You would think Labour would have worked it out by now, wouldn’t you? With every new tranche of powers devolved to the Scottish Parliament, with every increase in responsibility beyond what was originally proposed in the Scotland Act 1998, Scottish Labour has withered, the SNP have increased their popularity and the Union itself has been weakened. Every. Single. Time.

And yet with all the enthusiasm of Einstein’s hypothetical asylum inmate, Labour advocate a repeat of the same action, each time expecting a different outcome. This time round, the new constitution is to be imposed on not only Scotland but the whole of the UK. Will there be a referendum to endorse this scheme? If not, why not? If so, are they in fact mad?

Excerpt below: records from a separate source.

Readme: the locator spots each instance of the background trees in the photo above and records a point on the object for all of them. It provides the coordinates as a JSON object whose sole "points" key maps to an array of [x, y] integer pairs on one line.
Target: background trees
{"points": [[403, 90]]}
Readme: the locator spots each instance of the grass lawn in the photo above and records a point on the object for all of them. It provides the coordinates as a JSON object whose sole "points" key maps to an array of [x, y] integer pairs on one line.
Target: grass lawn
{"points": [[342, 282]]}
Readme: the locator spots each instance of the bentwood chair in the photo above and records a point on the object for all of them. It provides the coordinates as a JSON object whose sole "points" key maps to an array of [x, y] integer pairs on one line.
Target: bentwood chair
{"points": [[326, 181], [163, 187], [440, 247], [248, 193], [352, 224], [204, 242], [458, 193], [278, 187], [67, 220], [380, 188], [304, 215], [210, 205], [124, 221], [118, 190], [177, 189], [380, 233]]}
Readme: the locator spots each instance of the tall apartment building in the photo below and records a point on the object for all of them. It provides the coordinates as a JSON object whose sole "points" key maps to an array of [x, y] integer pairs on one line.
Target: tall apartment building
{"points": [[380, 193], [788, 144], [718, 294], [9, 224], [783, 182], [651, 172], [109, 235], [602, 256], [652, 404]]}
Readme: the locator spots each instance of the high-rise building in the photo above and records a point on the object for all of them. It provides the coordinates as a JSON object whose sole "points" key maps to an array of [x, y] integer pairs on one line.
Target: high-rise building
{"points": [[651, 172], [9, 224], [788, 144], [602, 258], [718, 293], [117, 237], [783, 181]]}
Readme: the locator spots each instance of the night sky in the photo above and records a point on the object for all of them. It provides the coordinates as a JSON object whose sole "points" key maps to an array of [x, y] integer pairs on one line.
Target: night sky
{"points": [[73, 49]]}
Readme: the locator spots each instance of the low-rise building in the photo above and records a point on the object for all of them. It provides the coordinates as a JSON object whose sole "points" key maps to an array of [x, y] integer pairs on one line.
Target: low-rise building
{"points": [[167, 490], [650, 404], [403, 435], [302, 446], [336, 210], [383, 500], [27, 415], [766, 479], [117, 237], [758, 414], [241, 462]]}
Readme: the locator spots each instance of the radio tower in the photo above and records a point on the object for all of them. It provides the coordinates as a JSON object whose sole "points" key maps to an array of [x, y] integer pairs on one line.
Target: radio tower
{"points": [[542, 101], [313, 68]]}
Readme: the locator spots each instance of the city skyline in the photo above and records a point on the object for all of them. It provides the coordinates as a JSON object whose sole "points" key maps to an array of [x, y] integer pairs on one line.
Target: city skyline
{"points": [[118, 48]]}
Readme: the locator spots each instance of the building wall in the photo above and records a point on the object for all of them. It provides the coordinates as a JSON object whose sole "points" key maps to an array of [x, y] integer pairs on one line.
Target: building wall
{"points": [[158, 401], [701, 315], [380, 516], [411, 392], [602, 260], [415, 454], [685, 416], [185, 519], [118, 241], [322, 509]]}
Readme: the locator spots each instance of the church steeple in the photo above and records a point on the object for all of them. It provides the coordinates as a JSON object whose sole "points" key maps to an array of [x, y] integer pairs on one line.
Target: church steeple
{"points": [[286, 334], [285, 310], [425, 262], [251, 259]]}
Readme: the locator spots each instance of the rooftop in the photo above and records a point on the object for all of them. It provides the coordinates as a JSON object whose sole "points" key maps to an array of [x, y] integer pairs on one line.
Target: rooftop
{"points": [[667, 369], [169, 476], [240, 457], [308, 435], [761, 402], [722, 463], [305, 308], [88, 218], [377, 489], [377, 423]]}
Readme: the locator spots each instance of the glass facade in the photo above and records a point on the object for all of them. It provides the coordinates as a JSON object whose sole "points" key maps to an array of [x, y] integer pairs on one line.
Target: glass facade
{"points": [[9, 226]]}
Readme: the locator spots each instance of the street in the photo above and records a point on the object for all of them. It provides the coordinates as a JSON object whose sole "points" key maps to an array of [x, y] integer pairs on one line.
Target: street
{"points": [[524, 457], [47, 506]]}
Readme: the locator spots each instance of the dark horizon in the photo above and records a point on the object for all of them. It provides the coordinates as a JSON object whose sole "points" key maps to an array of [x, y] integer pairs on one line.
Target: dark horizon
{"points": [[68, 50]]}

Still, there was a bit of sense spoken by Starmer on the other side of this constitutional coin: Labour will never enter into a pre-election pact with the SNP, nor into a coalition agreement with them after the votes are cast. This makes sense. No minority Labour government will ever be brought down by the votes of nationalist MPs, even if they demand, and are refused, their precious second independence referendum. The electoral consequences of ushering in another Conservative government – as happened in 1979 after the SNP voted with Margaret Thatcher to bring down Jim Callaghan’s Labour government – would be catastrophic for the SNP. It took them nearly two decades to recover last time; they will make no similar mistakes again.

Labour’s Twitter account grandly announced that Starmer’s speech represented a “new” contract with Britain. But there was little in it that was new. His leadership election pledges are nearly two years old, and his promises on constitutional reform have been hanging in the air like an unpleasant smell for a decade. I suppose that withholding honours from PMs you don’t like is new: it will please a handful of journalists and a good deal of his own membership, the latter of which remains Starmer’s primary focus and audience.

And that, right there, is the problem with Starmer’s approach thus far. He already has the support of his party, he can stop pandering to them now. It may sound cynical but the Labour leader needs to get beyond his perennial fear of upsetting his troops and start prioritising what ordinary voters – particularly voters who couldn’t bring themselves to vote Labour last time – want. 

If he doesn’t, then 2022 is going to be a very long year for him and his party.